В сумерки уточка вставала с гнезда, аккуратно прикрывала яйца пухом. Ночи были теплы, и темный пух спасал их не столько от малой прохлады, сколько при полной луне от чужого глаза. Каждый вечер по тропинке, чуть ли не рядом с гнездом, пробегала лиса, но ни разу острый лисий взгляд не отличил пуховый покров от травы и листьев, ни разу тонкий нюх не уловил птичий запах. Черноглазая неясыть, жившая неподалеку, наверное, знала, где лежат яйца, но они интересовали сову не больше, чем сухие шишки, а маленький чирок был чуть великоват, чтобы принимать его за летнюю добычу.

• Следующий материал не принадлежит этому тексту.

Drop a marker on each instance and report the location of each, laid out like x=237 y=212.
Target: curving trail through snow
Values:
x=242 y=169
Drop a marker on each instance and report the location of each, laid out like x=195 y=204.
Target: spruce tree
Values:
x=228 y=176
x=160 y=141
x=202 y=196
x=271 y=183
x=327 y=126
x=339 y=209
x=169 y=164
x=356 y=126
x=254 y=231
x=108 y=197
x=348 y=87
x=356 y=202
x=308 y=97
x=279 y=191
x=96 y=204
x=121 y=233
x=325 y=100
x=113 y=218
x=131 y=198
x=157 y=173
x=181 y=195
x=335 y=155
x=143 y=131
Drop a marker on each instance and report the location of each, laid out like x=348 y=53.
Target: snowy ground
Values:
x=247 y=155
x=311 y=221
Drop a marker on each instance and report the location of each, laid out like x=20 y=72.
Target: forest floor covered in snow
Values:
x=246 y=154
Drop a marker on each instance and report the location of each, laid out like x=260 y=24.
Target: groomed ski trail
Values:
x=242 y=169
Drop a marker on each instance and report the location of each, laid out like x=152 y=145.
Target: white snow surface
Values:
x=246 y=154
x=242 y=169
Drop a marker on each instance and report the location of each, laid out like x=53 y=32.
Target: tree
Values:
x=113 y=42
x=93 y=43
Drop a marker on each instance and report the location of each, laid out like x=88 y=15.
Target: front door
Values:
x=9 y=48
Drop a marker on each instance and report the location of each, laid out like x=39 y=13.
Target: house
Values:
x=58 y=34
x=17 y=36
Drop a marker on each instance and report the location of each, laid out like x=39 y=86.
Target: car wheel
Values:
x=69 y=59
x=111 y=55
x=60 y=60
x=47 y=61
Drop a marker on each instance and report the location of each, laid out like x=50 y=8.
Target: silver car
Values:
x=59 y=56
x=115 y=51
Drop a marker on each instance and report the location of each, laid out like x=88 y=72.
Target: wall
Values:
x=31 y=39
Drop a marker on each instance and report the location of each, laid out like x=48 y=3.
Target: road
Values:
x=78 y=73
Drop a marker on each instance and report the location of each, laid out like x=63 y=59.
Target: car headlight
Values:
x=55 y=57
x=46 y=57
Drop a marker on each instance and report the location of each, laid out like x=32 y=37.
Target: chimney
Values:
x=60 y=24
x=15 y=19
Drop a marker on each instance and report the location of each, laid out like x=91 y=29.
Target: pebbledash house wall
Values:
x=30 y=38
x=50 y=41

Первое из девяти яиц было положено в ямку, устланную сухими листьями, второе и остальные — на те же листья, а пуховая постель была сделана тогда, когда уточка начала насиживать. Ни греть, ни беречь тепло каждого снесенного яйца, пока не будут уложены все, нельзя: утята должны появиться на свет и уйти из гнезда все вместе.

В конце апреля — начале мая утка делает на земле гнездо-ямку, выкладывая ее сыроватыми, мягкими листьями прошлогоднего опада. Каждое утро она безошибочно находит эту ямку и оставляет в ней по свежему яйцу, прикрывая на время своей отлучки всю кладку тем же материалом. В это время не бывает теплых дождей, по ночам в низинках и на открытых местах ложится иней, обжигая до черноты молодую листву ясеней, но утка не лежит на гнезде дольше, чем требуется для откладки яйца. Однажды в ненастный, дождливый день я специально отправился посмотреть: может быть, утка если и не греет, то хотя бы прикрывает яйца от холодного дождя? Нет. Утки не было, а под мокрыми листьями лежали шесть мокрых, холодных яиц. Но через четыре недели с этой уточкой плавали на бобровом пруду девять бодрых утят-близнецов.

Удивительно и необъяснимо в жизни этой водоплавающей птицы то, что самка нередко устраивает гнездо не просто в стороне от воды, на которую потом приведет утят, а далеко от нее — за один-два километра. И все это расстояние утята, конечно, прошагают пешком. Может быть, не за один прием, но дойдут до воды и смело бросятся в нее, будто оставили ее только что. И весной, и летом трескунки редко встречаются на большой воде, их скорее можно увидеть в луже, где и лягушкам тесновато, будто выбирают водоемчик по своему росту, своему званию.

Когда появились птенцы, уточка словно перестала узнавать меня и от ее доверия ко мне не осталось и следа. Теперь удавалось наблюдать за семьей, лишь прячась за стволами самых дальних деревьев, но утка каким-то образом замечала меня и быстренько уводила пуховичков на берег, где они отсиживались под сухой сосновой веткой.

Трескунки, кажется, самые спокойные среди мелкой и крупной утиной родни. Самка с утятами, застигнутая внезапно на воде, никогда не будет устраивать такого шумного «представления», как кряква. Завидев человека, она не мечется по озеру, не хлопает крыльями, притворяясь калекой, не поднимает фонтаны брызг, а, дав утятам короткий, негромкий приказ, плывет с ними к берегу так быстро, как только могут поспевать за ней, не отставая, птенцы. Проворно, без паники и суматохи, выскакивают пуховички на бережок, и ни травинка не шелохнется там, где скрылись.

Взрослые трескунки там, где им не грозит стрельба, довольно доверчивы к человеку и подпускают его к себе так близко, что можно различить даже мелкий рисунок их наряда. Сизокрылый селезень, плавая рядом с уточкой, смотрит на человека больше с любопытством, нежели с опаской, издавая негромкое и приятное на слух покрякивание — потрескивание, напоминающее звук редких зубьев крупной расчески, если по ним ногтем провести.